Berg, Douglas L.; Nagel, Robert J. (1990, ASQC) General Motors Corporation, Ypsilanti, MI
Total Quality Control requires the deployment of functions and resources throughout an organization to deliver a quality product or service to the customer. While the focus is often on the external, or final, customer, there are also internal customers, those persons or process elements that affect the goods or services produced or delivered. Each step involved in meeting the final customer's wants and needs including indirect support functions can be viewed as a "process" or "service" point where material or other inputs arrive, are handled, and are sent oil.
In many cases an aspect of the customer's perception of the quality of a product or service is the time spent in the system or waiting. This would include not only the actual processing or service time, which is usually quite short in proportion, but also time spent queued up prior to service.
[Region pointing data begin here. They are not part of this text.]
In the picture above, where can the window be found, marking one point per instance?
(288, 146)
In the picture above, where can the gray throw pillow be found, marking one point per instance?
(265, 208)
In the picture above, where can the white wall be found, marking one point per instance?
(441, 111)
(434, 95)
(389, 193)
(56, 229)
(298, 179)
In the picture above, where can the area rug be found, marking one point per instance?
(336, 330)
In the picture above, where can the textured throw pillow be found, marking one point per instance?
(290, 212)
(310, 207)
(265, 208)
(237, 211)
This is readily apparent in situations involving perishable goods or common everyday experiences such as personal banking, food service, and retail shopping. From the standpoint of the organization providing the good or service this time spent in the system can affect customer response, speed to market, throughput, in process and final inventory; staffing, and capitalization of equipment and facilities.
A body of mathematical, scientific management knowledge known as queuing theory, shows that the time spent in the system or, equivalently, the number of units in the system can be expressed as a function of the characteristics of the sequence of units arriving for processing or service and the process or service itself. Average rates are certainly important, but more significantly, the time in the system is also driven by the variability in the processing or service time. Pollaczek's equation is an example of such an expression and it resembles a familiar "smaller is better" type of quadratic loss function.
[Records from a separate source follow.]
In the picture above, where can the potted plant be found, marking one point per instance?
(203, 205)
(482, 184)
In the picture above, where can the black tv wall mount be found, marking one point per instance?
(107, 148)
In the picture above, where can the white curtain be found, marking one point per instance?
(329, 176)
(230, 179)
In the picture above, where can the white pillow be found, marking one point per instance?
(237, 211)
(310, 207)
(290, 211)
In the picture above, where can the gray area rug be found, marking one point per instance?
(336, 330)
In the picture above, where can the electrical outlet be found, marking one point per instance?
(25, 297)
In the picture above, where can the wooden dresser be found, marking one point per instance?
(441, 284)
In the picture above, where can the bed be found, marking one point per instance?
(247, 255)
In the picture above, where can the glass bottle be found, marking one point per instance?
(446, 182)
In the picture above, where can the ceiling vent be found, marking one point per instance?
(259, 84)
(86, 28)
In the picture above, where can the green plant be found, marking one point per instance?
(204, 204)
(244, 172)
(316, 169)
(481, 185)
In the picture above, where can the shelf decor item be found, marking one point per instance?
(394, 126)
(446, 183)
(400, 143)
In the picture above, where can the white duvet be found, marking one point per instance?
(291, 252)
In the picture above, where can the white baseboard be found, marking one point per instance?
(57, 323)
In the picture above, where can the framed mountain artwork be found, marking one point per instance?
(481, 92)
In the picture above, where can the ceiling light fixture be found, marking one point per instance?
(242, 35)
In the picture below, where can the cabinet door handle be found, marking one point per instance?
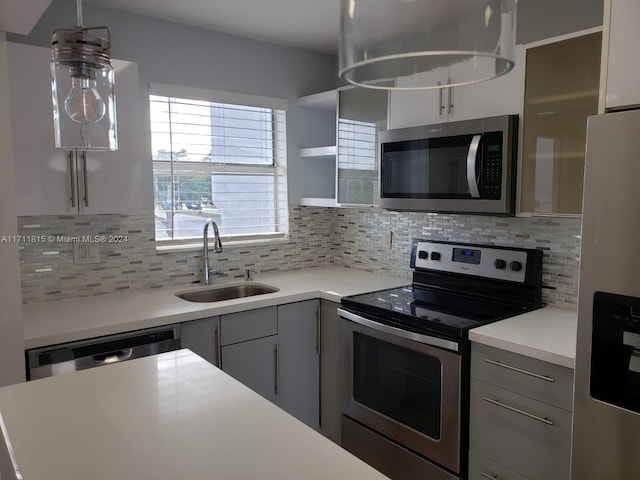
(85, 179)
(440, 99)
(497, 363)
(518, 411)
(276, 357)
(216, 336)
(490, 476)
(72, 176)
(318, 331)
Through simulations, this paper explores the implications for improved customer satisfaction or manufacturing throughput resulting from continuous improvement in processing or service time. Reduction in variation directly affects the time spent in the system by not only making throughput more predictable, but also by reducing the expected .waiting time or the expected number of units or customers in the system. This has immediate effects not only on customer satisfaction and perceived quality but also on improved organizational response and potential reduction in operational costs and investment. Reduction in process variation, like reduction in product characteristic variation, impacts several "bottom line" factors and represents an important competitive strategy.
The simulations are based on mathematical and statistical descriptions of simple systems with single processing or servicing units. As with all models, the exact results are dependent on the assumptions behind the model as well as the distributions employed and their parameters. However, conclusions can be drawn about general concepts and results that are applicable to more complex systems, some of which would be very difficult to model. The effects on overall throughput, system responsiveness, backlogs and waiting due to common variance increasing activities, such as expediting, are demonstrated with the simulations.